Gegen einen Rohaufschlag von durchschnittlich 300% hat der Bw nichts ins Treffen geführt.

Bei der Gewinnermittlung hat der Prüfer außerdem zusätzlich zu den erklärten pauschal weitere Betriebsausgaben von € 10.000,00 berücksichtigt. So wurden vom Bw etwa keine Aufwendungen für Gebäck erklärt.

Der Bw kann durch diese Schätzung nicht beschwert sein.

Das Finanzamt hat sogar auf die Verhängung eines Sicherheitszuschlages, der durchaus möglich gewesen wäre, verzichtet.

Die Berufung gegen den Umsatzsteuerbescheid und gegen den Einkommensteuerbescheid 2009 ist daher als unbegründet abzuweisen.

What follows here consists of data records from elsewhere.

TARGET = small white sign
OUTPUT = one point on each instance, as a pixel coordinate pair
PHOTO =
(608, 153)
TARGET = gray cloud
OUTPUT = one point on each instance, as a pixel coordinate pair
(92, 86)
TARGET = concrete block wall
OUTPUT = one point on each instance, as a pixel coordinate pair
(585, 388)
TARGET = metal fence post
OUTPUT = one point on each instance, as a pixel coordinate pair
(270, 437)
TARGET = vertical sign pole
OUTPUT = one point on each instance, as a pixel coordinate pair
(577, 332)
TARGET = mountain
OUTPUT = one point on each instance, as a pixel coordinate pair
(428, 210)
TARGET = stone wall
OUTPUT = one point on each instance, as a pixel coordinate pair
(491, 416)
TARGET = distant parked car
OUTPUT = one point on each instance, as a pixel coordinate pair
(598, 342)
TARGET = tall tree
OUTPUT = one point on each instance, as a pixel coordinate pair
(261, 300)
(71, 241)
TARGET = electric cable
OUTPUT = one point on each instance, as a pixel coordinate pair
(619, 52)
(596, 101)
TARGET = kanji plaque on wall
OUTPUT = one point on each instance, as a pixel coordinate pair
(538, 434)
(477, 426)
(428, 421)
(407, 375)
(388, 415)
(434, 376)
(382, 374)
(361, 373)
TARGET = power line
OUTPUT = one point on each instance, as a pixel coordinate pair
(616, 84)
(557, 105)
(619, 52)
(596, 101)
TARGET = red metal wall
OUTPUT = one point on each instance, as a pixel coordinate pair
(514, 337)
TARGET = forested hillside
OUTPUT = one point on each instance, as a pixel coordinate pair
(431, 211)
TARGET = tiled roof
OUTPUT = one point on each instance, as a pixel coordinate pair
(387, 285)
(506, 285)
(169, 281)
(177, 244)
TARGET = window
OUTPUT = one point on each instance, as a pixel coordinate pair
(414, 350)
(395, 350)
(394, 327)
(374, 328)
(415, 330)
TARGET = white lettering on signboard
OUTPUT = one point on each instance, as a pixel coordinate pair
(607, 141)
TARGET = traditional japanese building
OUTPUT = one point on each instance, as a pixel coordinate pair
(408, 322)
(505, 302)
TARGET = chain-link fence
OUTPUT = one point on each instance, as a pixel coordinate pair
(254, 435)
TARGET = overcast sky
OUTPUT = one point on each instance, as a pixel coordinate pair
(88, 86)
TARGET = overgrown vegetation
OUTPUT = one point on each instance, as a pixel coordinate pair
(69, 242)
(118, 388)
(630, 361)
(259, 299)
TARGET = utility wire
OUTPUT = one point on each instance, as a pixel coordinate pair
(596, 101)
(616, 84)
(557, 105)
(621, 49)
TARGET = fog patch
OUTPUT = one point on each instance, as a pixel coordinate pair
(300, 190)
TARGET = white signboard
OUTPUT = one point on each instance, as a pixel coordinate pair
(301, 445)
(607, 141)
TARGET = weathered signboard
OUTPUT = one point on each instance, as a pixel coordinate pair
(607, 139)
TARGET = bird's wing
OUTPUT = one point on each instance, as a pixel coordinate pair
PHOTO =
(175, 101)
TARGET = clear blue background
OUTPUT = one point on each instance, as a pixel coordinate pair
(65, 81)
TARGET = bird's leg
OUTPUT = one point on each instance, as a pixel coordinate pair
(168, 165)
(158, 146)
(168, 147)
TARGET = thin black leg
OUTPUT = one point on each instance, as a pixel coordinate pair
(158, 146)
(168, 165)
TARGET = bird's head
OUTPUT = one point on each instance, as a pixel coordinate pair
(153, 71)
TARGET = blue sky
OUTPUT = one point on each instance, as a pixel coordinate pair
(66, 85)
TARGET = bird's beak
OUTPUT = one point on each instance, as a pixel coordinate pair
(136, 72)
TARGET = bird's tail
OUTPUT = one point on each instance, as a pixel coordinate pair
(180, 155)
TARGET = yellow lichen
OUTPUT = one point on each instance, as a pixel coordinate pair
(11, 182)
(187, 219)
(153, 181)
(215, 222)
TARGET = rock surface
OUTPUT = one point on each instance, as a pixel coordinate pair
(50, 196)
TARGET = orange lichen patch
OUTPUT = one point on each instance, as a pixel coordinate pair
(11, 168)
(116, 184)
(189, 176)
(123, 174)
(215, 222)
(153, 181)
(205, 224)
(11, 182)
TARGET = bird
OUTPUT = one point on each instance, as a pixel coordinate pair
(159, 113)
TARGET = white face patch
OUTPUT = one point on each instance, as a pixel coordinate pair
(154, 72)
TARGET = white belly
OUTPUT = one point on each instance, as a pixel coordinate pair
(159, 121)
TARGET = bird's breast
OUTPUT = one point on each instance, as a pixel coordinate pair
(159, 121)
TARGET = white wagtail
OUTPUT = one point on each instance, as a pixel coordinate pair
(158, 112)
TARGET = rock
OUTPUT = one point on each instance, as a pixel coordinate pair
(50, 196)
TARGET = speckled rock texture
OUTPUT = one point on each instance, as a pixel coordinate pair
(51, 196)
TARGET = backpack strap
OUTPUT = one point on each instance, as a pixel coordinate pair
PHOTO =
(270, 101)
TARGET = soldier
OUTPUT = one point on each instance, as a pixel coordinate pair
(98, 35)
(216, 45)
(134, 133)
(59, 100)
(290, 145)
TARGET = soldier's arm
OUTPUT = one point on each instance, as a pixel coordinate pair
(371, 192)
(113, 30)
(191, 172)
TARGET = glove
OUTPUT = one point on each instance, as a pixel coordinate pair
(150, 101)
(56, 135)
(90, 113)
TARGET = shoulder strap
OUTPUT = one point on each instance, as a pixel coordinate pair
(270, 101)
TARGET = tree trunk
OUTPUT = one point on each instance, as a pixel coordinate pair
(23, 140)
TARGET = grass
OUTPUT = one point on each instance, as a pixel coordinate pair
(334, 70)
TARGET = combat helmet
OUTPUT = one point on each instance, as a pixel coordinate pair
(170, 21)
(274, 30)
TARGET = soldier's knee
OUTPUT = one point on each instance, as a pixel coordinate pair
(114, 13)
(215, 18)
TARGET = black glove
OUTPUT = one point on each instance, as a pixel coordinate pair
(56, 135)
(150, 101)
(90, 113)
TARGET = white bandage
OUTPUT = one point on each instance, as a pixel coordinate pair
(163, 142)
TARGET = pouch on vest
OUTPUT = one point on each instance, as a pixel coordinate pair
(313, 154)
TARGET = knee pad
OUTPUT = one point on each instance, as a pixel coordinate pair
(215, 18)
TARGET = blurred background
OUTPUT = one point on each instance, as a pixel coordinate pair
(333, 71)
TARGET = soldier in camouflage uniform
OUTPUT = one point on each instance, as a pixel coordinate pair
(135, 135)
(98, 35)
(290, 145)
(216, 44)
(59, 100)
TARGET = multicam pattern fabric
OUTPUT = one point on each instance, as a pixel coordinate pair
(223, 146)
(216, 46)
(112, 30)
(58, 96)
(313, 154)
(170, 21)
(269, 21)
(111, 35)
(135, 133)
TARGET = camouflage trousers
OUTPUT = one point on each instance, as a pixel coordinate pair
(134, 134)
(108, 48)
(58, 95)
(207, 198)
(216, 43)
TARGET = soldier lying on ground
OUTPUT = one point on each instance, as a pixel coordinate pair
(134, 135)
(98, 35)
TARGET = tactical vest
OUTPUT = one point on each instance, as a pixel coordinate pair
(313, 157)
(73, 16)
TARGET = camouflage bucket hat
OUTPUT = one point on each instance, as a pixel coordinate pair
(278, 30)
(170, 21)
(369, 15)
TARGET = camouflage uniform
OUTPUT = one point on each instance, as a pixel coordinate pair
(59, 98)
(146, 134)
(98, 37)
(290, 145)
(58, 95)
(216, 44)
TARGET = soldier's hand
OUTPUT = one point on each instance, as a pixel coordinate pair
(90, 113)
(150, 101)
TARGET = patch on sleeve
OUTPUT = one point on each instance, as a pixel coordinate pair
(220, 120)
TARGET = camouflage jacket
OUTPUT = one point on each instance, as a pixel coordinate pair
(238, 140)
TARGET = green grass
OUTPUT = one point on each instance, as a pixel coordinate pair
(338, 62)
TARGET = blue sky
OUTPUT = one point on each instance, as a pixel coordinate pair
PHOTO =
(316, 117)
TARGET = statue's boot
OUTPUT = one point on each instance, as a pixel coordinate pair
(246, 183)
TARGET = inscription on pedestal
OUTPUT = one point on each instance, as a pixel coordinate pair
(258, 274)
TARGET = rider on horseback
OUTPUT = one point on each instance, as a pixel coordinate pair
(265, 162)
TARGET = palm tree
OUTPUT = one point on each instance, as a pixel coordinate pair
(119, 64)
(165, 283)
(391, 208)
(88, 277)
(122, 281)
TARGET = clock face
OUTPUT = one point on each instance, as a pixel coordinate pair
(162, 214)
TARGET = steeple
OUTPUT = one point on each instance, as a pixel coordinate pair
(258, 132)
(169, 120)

2. Einkommensteuervorauszahlungen

Hieraus folgt, dass auch die Berufung gegen den Einkommensteuervorauszahlungsbescheid für 2010 und Folgejahre, der auf dem Einkommensteuerbescheid für 2009 aufbaut, als unbegründet abzuweisen ist.

Da die Betätigung erst im August 2010 aufgegeben wurde und dem Einkommensteuerbescheid 2009 im Wesentlichen die Ergebnisse einiger Monate zugrunde gelegt wurden, liegt auch kein Grund für eine abweichende niedrigere Anpassung nach § 45 Abs. 4 EStG 1988 vor.

Es war somit spruchgemäß zu entscheiden.